Project Risk Resilience

Share on Facebook Tweet about this on Twitter Share on LinkedIn

According to a quick search, the definition of resilient is an adjective to describe people or things that are “able to withstand or recover from difficult conditions.” The condition of being resilient is a key to success in any endeavour and while some people or things have an innate resilience, in general it is something that must be cultivated through experience, training, and planning. Recently, I watched an interview with an ex-Navy Seal, who in his second career has become famous for methods for building personal and team toughness and resilience.  He was asked if he had ever watched the movie “Navy Seals”, a 1990 movie starring Charlie Sheen, and realistic a depiction it was. Obviously, it isn’t, but one main points was that Charlie Sheen saw more action in the brief period that the movie covered than most Seals would see in a career. The reason being is that the Seals spent 95% of their time planning, looking at every possible scenario, and developing contingency plans to ensure they had the best chance of success. The point being, that while Navy Seals are extremely well trained, their missions are successful because they are resilient due to extremely careful planning.

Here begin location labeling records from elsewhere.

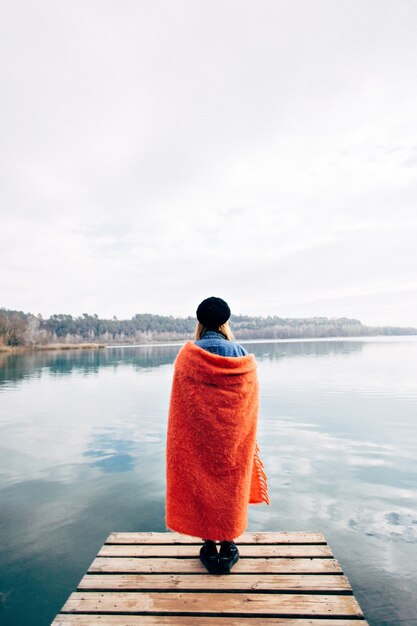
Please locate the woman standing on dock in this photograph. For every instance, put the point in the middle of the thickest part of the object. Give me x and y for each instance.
(213, 467)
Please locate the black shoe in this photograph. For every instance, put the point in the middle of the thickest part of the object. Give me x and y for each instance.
(228, 556)
(209, 556)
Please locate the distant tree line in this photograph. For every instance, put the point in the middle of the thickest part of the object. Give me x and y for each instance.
(25, 329)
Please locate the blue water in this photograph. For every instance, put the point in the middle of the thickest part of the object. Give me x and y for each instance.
(82, 444)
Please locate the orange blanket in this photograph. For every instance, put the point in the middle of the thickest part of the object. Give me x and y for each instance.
(213, 467)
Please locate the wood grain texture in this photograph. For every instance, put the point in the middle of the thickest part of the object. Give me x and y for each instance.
(171, 537)
(189, 551)
(233, 582)
(73, 619)
(218, 603)
(282, 579)
(243, 566)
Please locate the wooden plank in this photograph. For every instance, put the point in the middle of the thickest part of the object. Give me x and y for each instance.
(186, 550)
(72, 619)
(285, 605)
(260, 537)
(193, 566)
(233, 582)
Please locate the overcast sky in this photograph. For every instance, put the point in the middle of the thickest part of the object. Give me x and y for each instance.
(153, 153)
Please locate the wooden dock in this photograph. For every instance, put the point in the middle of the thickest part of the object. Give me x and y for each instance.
(282, 579)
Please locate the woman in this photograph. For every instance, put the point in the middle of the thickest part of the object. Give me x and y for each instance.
(213, 467)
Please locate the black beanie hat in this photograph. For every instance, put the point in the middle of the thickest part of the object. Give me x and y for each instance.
(213, 312)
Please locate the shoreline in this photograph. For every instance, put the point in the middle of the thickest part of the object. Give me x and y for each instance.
(102, 346)
(51, 346)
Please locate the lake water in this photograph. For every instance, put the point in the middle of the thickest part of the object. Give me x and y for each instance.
(82, 444)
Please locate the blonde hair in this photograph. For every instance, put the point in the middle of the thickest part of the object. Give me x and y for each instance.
(224, 329)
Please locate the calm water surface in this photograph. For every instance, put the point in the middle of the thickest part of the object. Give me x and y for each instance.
(82, 441)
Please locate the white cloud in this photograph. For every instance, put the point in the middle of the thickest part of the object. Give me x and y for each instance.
(155, 153)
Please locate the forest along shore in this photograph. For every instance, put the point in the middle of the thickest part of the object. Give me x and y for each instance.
(66, 332)
(52, 346)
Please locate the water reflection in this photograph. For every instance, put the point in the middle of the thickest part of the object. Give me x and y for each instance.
(16, 367)
(82, 446)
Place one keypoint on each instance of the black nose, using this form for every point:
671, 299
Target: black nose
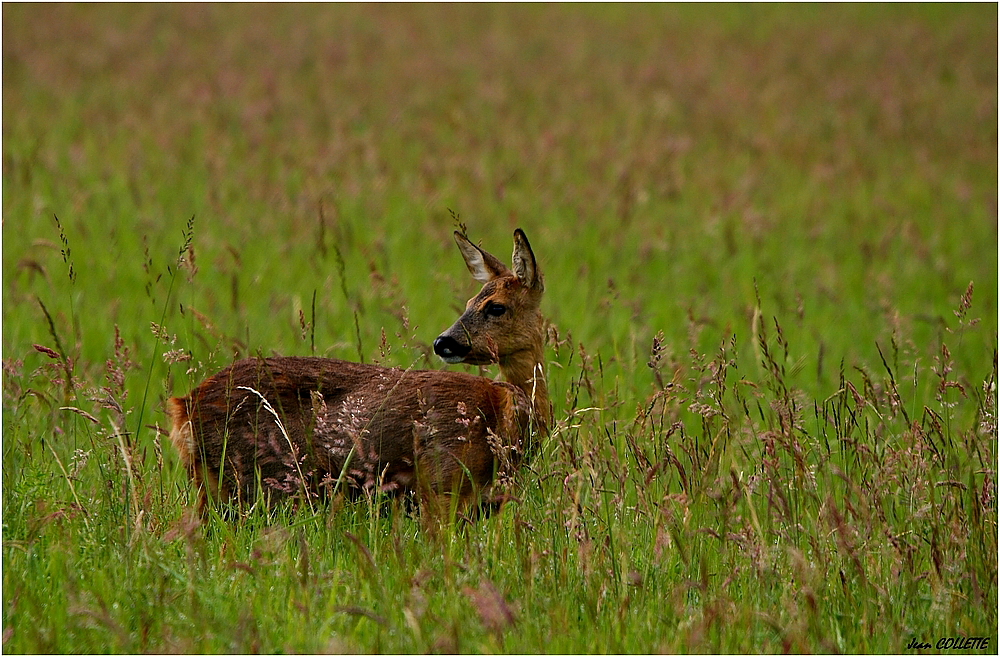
449, 348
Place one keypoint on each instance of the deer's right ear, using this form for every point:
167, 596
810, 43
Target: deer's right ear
483, 266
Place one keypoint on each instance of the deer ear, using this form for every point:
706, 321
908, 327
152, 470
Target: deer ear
483, 266
525, 267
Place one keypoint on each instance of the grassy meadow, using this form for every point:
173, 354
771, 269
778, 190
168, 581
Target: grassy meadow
769, 241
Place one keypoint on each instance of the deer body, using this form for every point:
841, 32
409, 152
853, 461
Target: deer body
286, 426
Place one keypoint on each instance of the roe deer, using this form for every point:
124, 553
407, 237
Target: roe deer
284, 426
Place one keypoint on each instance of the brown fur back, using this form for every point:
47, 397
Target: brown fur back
330, 424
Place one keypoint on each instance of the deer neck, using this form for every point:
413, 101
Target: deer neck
526, 370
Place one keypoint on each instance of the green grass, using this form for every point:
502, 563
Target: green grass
775, 388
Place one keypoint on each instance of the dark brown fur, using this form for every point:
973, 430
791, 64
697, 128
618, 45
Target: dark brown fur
309, 426
373, 428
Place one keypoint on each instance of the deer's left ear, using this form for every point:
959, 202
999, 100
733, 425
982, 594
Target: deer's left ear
525, 267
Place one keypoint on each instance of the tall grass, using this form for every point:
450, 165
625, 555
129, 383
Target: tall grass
774, 384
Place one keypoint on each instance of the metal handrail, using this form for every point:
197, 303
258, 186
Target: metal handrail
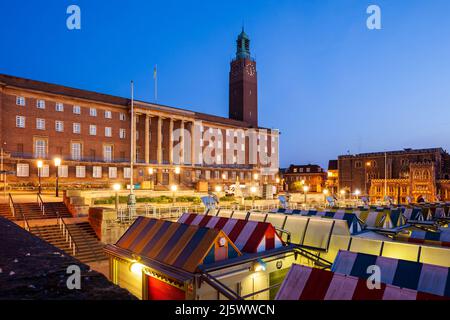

This same approach can be applied to project management to ensure that your project is resilient. Basically to make your project risk resilient you need to include provisions for risk mitigation and plan risk response. Here is how you can make your project resilient.

Step 1. Identify possible obstacles to delivering the project. Ask three important questions. One, what could happen during project execution? Two, what would the impact be to capabilities, cost and schedule if something occurs? Three, what can do about it? During this process, you should identify risks (obstacles), assess them (how likely and ranges of impacts), and prioritize (identify those that have the most potential to affect your project).

Step 2: Create risk response plans. Starting with your highest priority risk, determine the best strategy for reducing its impact on the project. Commonly, these strategies are defined as Avoid, Transfer, Mitigate or Accept. Avoiding or transferring risks often means changes to project scope. Mitigation will allow you to reduce risk impacts, but require spending additional time and resources to achieve this and essentially becomes a cost benefit analysis to developing the most cost effective strategy for reducing risks. The post-mitigated impact of the risks, plus the impacts of the Accepted risks are residual risks that must be accounted for in your plan.

Step 3: Identify and assign uncertainties to the your plan. Uncertainties are natural variances that are unmanageable and affect all activities.  Uncertainties occur during project execution, often due to unforeseen circumstances, but also due to varying conditions that occur during project  execution. As they cannot be managed (like the residual risk), uncertainties  can only accounted for.

Step 4: Run Monte Carlo simulations to generate risk adjusted schedule margin and cost contingency. Running the simulation will generate range of outcomes for cost and schedule. Using these probabilistic ranges, you can generate schedule margin and cost contingencies to that give your project a high confidence of finishing on time and budget with the need capabilities. Monte Carlo simulations also allow you to determine efficiency of mitigation efforts and select best mitigation plan.

Using the above steps, you can ensure that your projects are risk resilient and give your team the best chance to be successful in delivering the promised value to your stakeholders.